Q Can I ask you about one of your assumptions that you just mentioned? The infrastructure spending — that assumption has been made every year, so far, of the Trump administration. Every year, there’s this feeling, “This is the year we’re going to get an infrastructure spending plan done.” This is an election year. Why are you so confident that an infrastructure spending plan agreement can be reached this year or next year or the following year when you haven’t been able to reach one in the prior years?
ACTING DIRECTOR VOUGHT: Well, we don’t assume, for the economic assumptions, that it has to be done this year. In fact, I mentioned that our economic growth rate is 2.8 percent this year. We do think it can happen and should happen in the years ahead. And, I think, of all the things that we’ve proposed in the budget, you would say: What has bipartisan support? Infrastructure spending.
Hopefully it could happen in an election year. If it doesn’t happen in an election year, there’s no reason why it can’t happen in a second term if the American people give the President another four years. So to be honest with you, I don’t think we feel any skepticism. That’s one of the policies that we could not get bipartisan support for.
Q Just for clarity, your projection for this year was 2.8 percent — right? — economic growth. The President, in 2017, said that we would see 3, 4, 5, likely even 6 percent growth. Was that overly ambitious by President Trump to anticipate we would see that over the course of a couple of years?
ACTING DIRECTOR VOUGHT: I think that optimism and the ingenuity and the opportunity that can be unleashed in the economy is reflected in a 3 percent economic growth assumption that —
Q Not over three — the 4 and 5 percent he projected, you would concede we’re likely not to reach 4 or 5 percent this year as he projected?

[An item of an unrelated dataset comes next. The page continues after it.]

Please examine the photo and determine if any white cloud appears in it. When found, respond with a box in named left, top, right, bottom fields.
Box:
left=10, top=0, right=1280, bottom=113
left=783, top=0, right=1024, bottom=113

ACTING DIRECTOR VOUGHT: That’s what we — we propose 3 percent in this budget. We believe that there is a lot that can be done in the economy if we remove the shackles of Washington, D.C. And I think the President has long been optimistic on that front because he believes in the American people.
Q Thank you.
Q So, fourth year in the administration. You’ve done this before. What are the major shifts with this budget, specifically compared to what you did, let’s say, last year or two years ago?

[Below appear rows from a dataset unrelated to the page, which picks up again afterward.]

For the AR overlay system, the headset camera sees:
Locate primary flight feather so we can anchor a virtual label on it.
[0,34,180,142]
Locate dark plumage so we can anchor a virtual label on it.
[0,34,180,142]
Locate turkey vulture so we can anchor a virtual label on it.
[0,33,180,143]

ACTING DIRECTOR VOUGHT: It’s very similar to years past, particularly last year’s budget and the years before.
One of the major shifts that’s already been reported on is Yucca Mountain; that is a change. There is the presence of a view that we need to end this belief that a permanent site is going to be housed at Yucca Mountain if the state where it exists is not supportive of it politically. And so we’re proposing to consider alternatives. We’re proposing interim storage. These are all things that we want to consider to get the site — the waste off of sites across the country. But in terms of Yucca, that is a change.
The NASA budget is a higher level, and that reflects the initial cost of getting to the Moon and then to Mars and beyond. So — and there’s also a block grant for the education spending that takes about 30 different programs and consolidates them into a $19.4 billion education block grant. That is a new proposal. It is basically at the enacted level from fiscal year ’20. Once you subtract programs that we’ve long proposed to eliminate — like the 21st Century Learning Center program, which you look at the people who are on the program and they don’t really actually increase their proficiency in math or reading.